My research interests broadly entail the processes during sleep that are important for health and cognitive functions. Additionally, my work investigates how autonomic and central nervous system factors interact to produce regulatory effects on sleep-dependent health and cognitive enhancement. Further, by harnessing physiological biomarkers during sleep, my work aims to develop interventional tools that target at sleep and counteract age-related cognitive/ physiological declines.
The impact of sex hormones on neural correlates of sleep-dependent working memory and long-term memory changes.
Sex hormones strongly modulate sleep spindles and vagal autonomic activity. During the mid-luteal phase, women show greater amplitudes of spindles and lower vagal activity. During the early follicular phase, women show lower amplitudes of spindles and higher vagal activity. The fluctuations of central and autonomic signals parallel with our recent findings, implicating a trade-off between sleep-dependent long-term and working memory processes (Chen et al., 2021). In this project, we test women participants’ overnight sleep and sleep-dependent cognitive changes during their mid-luteal phase (high sex hormone) and their early follicular phase (low sex hormone). We utilize functional brain imaging techniques to investigate the neural trade-offs supporting sleep-dependent long-term and working memory plasticity.
Heart-Brain Interaction Modulated by Sleep and Aging
Both autonomic and sleep dysregulation have been separately implicated in age-related and pathological cognitive decline. My research focuses on examining brain-body communication, and how this interaction can be a distinct predictor or biomarker of plasticity, cognitive ability and enhancement.
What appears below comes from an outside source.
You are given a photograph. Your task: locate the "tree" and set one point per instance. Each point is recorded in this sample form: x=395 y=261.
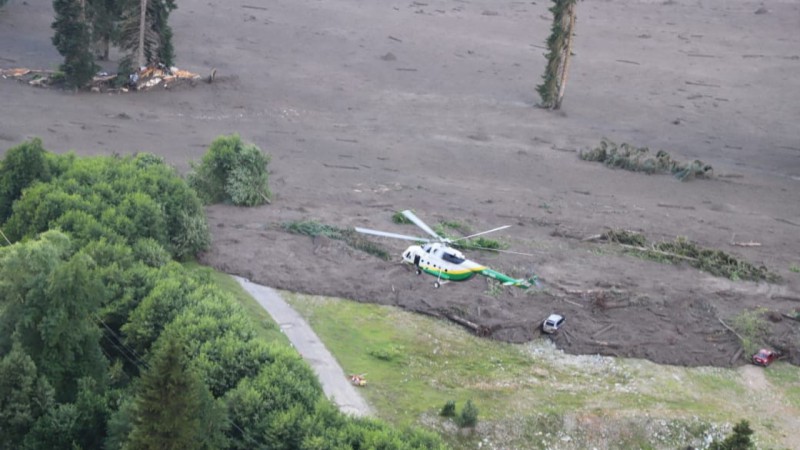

Trade-off between Frontal-Subcortical Working Memory and Hippocampal Episodic Memory Processing during Sleep
Recent discoveries suggest the intriguing possibility that LTM consolidation relies on central sigma activity, whereas WM improvement relies on autonomic vagal processes. However, it remains unclear whether these two mechanisms are independent or counteracting. Here, we exploited zolpidem to boost sigma activity and observed a decrease in vagal activity. Using effective connectivity, we found that central sigma activity exerted greater causal influence on autonomic tone, and such influence can be enhanced by zolpidem. Our findings indicate that Non-rapid-eye-movement (NREM) sleep toggles between spindle-dependent and vagal-dependent processes, supporting time for the enhancement of both LTM and WM during sleep via separate mechanisms.
Hacking Sleep for Better Memory Using Brain Stimulation
A great body of research shows that aging is characterized by a decline in executive functions, long-term memory, brain atrophy, impaired sleep, as well as decreased vagal tone. Both autonomic and sleep dysregulation have been separately implicated in age-related and pathological cognitive decline. Yet, few practical treatment options have emerged from either area alone. My research aims to develop unique non-invasive, sleep-focused interventions to counteract cognitive decline.
REM Sleep and Memory Consolidation
Studies on memory consolidation has focused on NREM sleep. My research explores the roles of Rapid-eye-movement (REM) sleep on sleep dependent memory changes. We found bursts activity of Alpha, Beta, and Theta during REM, which may play a key role in procedural learning.